1980 Week: Hide in Plain Sight

          This quiet film dramatizes a traumatic circumstance drawn from real life—in the early days of the FBI's Witness Relocation Program, a Buffalo, New York, factory worker suffered unexpected collateral damage when his children disappeared overnight. At the beginning of the story, Frank Hacklin Jr. (James Caan) has a dodgy relationship with his ex-wife, Ruthie (Barbra Rae), who has become romantically involved with a small-time gangster named Jack Scolese (Robert Viharo). Frank tolerates the situation because Ruhie has custody of the two small children she had with Frank, and he deeply loves his kids. Meanwhile, Frank is just beginning a new romance of his own, with a schoolteacher named Alisa (Jill Eikenberry). After Jackie pulls a brazen robbery and gets caught, revealing how little loyalty Jackie’s mob cronies feel for him, slovenly local cop Sam Marzetta (Kenneth McMillan) and uptight federal agent Jason Reid (Josef Sommer) offer a new identity in exchange for testimony. Jackie takes the government’s deal, marries Ruthie, and decamps to parts unknown with the Hacklin kids.
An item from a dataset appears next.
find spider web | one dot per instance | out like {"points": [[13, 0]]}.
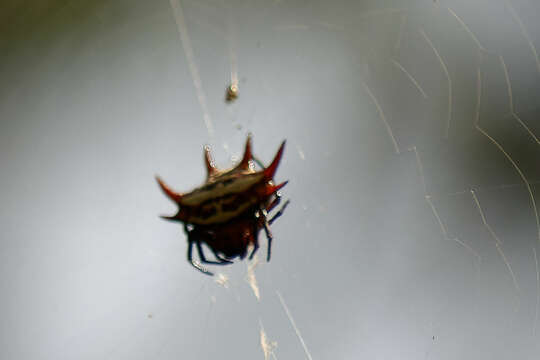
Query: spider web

          Unfortunately, nobody tells Frank what’s happening, so for a time he doesn’t even know whether his children are alive or dead. Over the course of the movie, Frank battles his way through government red tape with the sincere but useless assistance of attorney Sal Carvello (Danny Aiello) and with unwavering support from Alisa, whom Frank marries. The ordeal stretches on for years, culminating with chases across various state lines once Frank becomes desperate.
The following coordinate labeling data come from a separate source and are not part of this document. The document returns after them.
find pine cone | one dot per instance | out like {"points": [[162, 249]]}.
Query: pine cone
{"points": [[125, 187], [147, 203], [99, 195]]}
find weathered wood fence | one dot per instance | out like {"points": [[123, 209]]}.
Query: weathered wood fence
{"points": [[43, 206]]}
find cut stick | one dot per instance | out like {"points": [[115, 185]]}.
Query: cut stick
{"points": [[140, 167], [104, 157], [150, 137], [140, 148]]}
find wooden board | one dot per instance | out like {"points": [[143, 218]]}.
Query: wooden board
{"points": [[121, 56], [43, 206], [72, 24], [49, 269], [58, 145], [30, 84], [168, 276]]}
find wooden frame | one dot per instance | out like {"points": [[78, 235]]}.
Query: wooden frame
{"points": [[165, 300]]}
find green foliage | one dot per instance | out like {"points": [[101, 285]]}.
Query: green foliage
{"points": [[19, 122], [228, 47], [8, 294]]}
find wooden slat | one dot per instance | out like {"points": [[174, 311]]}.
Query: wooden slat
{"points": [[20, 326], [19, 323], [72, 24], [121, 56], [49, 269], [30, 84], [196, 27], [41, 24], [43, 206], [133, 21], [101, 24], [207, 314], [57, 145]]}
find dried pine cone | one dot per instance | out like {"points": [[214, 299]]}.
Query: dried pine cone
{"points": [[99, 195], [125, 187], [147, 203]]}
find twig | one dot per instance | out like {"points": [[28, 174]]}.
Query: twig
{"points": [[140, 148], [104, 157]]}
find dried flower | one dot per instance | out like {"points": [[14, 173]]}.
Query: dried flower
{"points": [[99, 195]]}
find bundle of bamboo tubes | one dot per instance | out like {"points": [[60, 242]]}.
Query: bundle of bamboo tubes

          Simply because it explores topical subject matter in a soft-spoken style that blends intimacy with righteous indignation, Hide in Plain Sight could easily have been a TV movie. Instead, it not only stars big-screen tough guy Caan but also represents the actor's first and only directorial effort. Caan’s work behind the camera is solid if not necessarily revelatory; one can imagine any number of capable filmmakers taking the material to at least this level of intensity, if not beyond. Therefore, what makes the synthesis of Caan's acting and directing interesting is the degree of restraint that he displays throughout Hide in Plain Sight. For an actor whose style is defined by macho volatility, it's noteworthy that he elected to underplay the bulk of his performance, and that he guided fellow actors toward similar quietude.
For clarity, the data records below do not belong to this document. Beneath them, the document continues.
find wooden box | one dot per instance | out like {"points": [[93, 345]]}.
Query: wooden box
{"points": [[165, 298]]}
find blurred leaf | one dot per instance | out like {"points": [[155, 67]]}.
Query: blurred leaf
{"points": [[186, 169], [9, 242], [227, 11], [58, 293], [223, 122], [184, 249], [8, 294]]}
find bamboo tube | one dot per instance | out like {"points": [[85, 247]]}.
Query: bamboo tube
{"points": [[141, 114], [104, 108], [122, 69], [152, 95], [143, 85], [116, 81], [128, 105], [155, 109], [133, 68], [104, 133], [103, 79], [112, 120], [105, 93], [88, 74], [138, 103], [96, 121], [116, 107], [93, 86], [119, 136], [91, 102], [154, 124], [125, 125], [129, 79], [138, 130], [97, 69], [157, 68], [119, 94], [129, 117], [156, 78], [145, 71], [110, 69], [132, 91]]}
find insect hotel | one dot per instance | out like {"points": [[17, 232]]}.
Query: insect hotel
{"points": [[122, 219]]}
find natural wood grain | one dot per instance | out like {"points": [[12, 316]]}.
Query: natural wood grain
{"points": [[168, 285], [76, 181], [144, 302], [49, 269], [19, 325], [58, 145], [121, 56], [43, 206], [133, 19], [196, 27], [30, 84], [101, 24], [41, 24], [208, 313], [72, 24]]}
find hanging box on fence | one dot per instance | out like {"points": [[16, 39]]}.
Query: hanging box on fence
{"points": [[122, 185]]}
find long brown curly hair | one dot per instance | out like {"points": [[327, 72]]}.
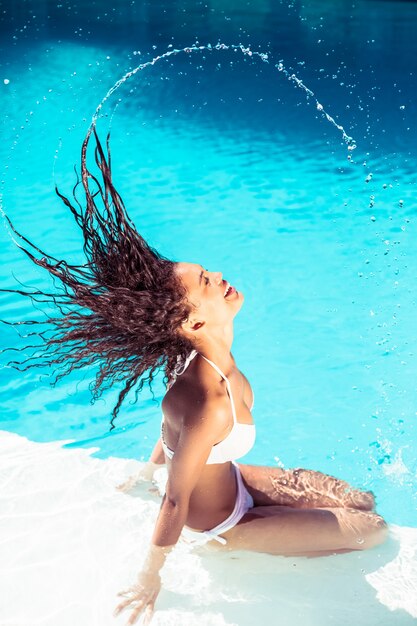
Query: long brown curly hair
{"points": [[120, 311]]}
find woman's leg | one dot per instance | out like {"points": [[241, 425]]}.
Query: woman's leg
{"points": [[291, 531], [301, 488]]}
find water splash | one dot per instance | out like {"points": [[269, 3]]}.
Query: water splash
{"points": [[350, 142]]}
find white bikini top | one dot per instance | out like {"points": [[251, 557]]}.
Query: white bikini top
{"points": [[237, 443]]}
          That single directorial choice is what saves Hide in Plain Sight from being a issue-of-the week melodrama, since Caan creates an environment that feels like it’s populated by real people doing real things, with real emotional consequences. Could another filmmaker have hit harder? Sure. But could another filmmaker just as easily have made the narrative feel saccharine and trite? Absolutely. So perhaps Caan was exactly the right guy to make this movie. In any event, the reward for throwing his weight behind a meaningful true story is that Hide in Plain Sight is one of Caan’s most admirable films, a small gem nestled inside his impressive filmography.